Since Fisher could not quantify TPR, he avoided any explicit consideration of FNR=1-TPR and its relation with FPR – symmetric or otherwise. But his rejection of the null hypothesis required it: in the same way as we should avoid the Confirmation Bias – accepting a hypothesis based on a high TPR, without relating it to its associated FPR – we need to avoid Fisher’s Bias: accepting a hypothesis – or, as Fisher would have it, disprove a null hypothesis – based on a low FPR, without relating it to its associated TPR.

What level of TPR did Fisher associate to his 5% FPR threshold? We don’t know – and probably neither did he. All he said was that a p-value of less than 5% was low enough to disprove the null hypothesis. Since then, Fisher’s Bias has been a source of immeasurable confusion. Assuming symmetry, FPR<5% has been commonly taken to imply PP>95%: ‘We have tested our theory and found it significant at the 5% level: therefore, there is only a 5% probability that we are wrong.’

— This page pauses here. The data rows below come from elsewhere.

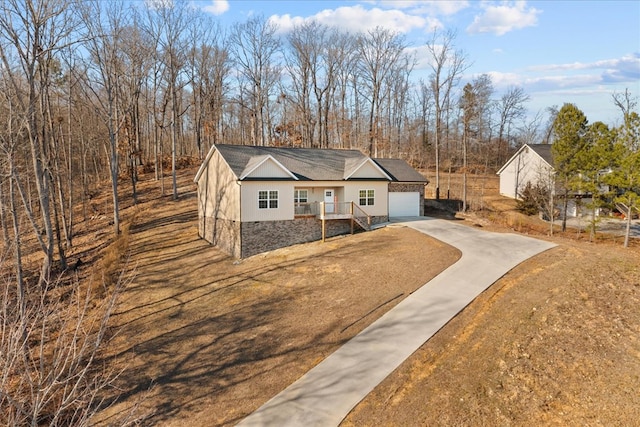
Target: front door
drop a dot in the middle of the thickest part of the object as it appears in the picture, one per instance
(329, 201)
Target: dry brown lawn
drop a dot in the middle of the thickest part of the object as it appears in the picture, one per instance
(206, 339)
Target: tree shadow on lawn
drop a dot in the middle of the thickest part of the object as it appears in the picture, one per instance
(200, 335)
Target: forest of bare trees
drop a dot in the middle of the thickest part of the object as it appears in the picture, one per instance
(98, 92)
(95, 91)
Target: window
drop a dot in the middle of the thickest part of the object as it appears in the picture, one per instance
(366, 197)
(268, 199)
(301, 196)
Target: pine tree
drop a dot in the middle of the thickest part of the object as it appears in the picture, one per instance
(569, 129)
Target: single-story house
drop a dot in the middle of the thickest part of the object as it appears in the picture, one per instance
(254, 199)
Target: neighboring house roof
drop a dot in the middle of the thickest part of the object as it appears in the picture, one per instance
(400, 171)
(542, 150)
(312, 164)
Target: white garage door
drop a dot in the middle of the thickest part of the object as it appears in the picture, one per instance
(404, 204)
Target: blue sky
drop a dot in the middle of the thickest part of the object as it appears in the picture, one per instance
(557, 51)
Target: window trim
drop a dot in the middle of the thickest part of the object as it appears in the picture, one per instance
(369, 197)
(268, 198)
(296, 196)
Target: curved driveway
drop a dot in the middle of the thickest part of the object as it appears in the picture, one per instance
(328, 392)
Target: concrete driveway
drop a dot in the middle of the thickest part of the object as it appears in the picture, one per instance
(328, 392)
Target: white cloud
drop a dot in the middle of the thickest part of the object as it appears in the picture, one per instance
(217, 7)
(356, 18)
(504, 17)
(431, 7)
(624, 69)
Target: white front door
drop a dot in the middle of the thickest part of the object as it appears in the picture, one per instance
(329, 201)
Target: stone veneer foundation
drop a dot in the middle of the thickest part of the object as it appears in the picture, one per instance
(245, 239)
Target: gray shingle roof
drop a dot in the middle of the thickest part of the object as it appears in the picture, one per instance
(400, 170)
(312, 164)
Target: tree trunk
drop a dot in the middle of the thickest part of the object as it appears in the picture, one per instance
(628, 228)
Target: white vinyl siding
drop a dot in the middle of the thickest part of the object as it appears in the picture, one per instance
(280, 207)
(366, 197)
(215, 176)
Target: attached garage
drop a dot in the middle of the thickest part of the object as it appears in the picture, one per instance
(404, 204)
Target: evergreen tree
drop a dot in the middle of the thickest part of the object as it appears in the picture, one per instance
(594, 162)
(626, 172)
(569, 129)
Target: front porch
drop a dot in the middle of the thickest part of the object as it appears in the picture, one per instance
(326, 211)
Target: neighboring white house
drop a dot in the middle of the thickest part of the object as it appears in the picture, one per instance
(531, 163)
(255, 199)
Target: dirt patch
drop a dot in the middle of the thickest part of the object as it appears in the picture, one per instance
(207, 339)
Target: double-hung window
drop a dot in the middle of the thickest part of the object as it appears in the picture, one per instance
(268, 199)
(301, 196)
(366, 197)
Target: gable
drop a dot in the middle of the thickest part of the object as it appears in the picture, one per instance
(363, 169)
(540, 153)
(265, 167)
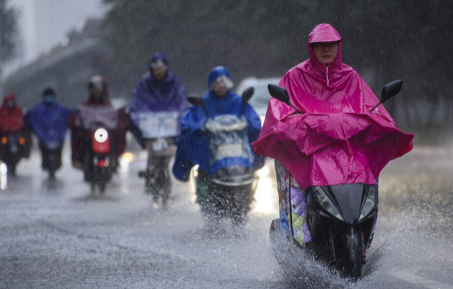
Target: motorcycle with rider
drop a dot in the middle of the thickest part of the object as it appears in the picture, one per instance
(97, 135)
(330, 139)
(155, 110)
(48, 121)
(215, 141)
(15, 139)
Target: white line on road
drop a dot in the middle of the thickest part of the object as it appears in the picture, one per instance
(417, 280)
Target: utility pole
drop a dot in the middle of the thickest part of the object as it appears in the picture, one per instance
(1, 62)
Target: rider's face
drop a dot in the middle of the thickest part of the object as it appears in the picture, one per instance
(220, 87)
(325, 52)
(159, 73)
(96, 93)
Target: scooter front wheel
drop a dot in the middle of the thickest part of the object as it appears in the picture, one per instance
(354, 255)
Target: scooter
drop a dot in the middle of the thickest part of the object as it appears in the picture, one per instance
(158, 130)
(99, 164)
(51, 155)
(230, 191)
(340, 218)
(13, 147)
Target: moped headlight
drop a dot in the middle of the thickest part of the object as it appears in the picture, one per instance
(370, 202)
(101, 135)
(325, 202)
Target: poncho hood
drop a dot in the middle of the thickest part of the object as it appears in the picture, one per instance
(336, 140)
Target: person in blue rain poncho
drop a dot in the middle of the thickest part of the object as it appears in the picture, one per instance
(48, 121)
(193, 146)
(158, 91)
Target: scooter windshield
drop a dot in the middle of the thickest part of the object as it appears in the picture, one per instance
(95, 115)
(158, 124)
(228, 138)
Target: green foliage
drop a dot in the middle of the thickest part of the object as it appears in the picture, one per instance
(8, 26)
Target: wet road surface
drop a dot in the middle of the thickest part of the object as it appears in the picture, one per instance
(56, 234)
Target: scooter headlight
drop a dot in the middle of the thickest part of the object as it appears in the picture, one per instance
(101, 135)
(370, 202)
(325, 202)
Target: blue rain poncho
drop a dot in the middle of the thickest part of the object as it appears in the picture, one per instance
(193, 146)
(48, 121)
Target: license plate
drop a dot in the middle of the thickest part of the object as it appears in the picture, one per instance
(159, 145)
(230, 151)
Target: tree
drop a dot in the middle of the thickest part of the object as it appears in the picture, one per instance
(8, 30)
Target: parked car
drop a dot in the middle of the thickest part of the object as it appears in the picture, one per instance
(260, 99)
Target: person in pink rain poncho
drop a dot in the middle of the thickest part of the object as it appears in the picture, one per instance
(335, 140)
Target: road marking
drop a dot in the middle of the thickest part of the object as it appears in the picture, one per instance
(417, 280)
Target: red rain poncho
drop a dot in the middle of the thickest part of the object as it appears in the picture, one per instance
(336, 140)
(11, 119)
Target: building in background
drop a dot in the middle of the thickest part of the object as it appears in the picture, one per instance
(44, 23)
(68, 67)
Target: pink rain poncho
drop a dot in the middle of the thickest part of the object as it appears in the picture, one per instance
(336, 140)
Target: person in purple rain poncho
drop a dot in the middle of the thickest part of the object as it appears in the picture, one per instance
(158, 98)
(48, 120)
(334, 140)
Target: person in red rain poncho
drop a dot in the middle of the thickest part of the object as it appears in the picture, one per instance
(335, 140)
(12, 120)
(11, 116)
(96, 108)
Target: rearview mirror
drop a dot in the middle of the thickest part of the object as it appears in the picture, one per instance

Fisher would have cringed at such a statement. But his emphasis on significance inadvertently encouraged it. Evidence is not significant or insignificant according to whether FPR is below or above 5%. It is confirmative or disconfirmative according to whether LR is above or below 1, i.e. TPR is above or below FPR. What matters is not the level of FPR per se, but its relation to TPR. Confirmative evidence increases the probability that the hypothesis of interest is true, and disconfirmative evidence decreases it. We accept the hypothesis of interest if we have enough evidence to move LR beyond the threshold required by our standard of proof. Only then can we call such evidence ‘significant’. So, if our threshold is 95%, then, under error symmetry and prior indifference, FPR<5% implies TPR=PP>95%. There is no fallacy: TPR – the probability of E given H – is equal to PP – the probability of H given E. And 5% significance does mean that we have enough confirmative evidence to decide that the hypothesis of interest has indeed been proven beyond reasonable doubt.

This is where Fisher’s 5% criterion comes from: Bayes’ Theorem under error symmetry and prior indifference, with a 95% standard of proof. Fisher ignored TPR, because he could not quantify it. But TPR cannot be ignored – or rather: it is there, whether one ignores it or not. Fisher’s criterion implicitly assumes that TPR is at least 95%. Without this assumption, a 5% ‘significance’ level cannot be used to accept the hypothesis of interest. Just like the Confirmation Bias consists in ignoring that a high TPR means nothing without a correspondingly low FPR, Fisher’s Bias consists in ignoring that a low FPR means nothing without a correspondingly high TPR.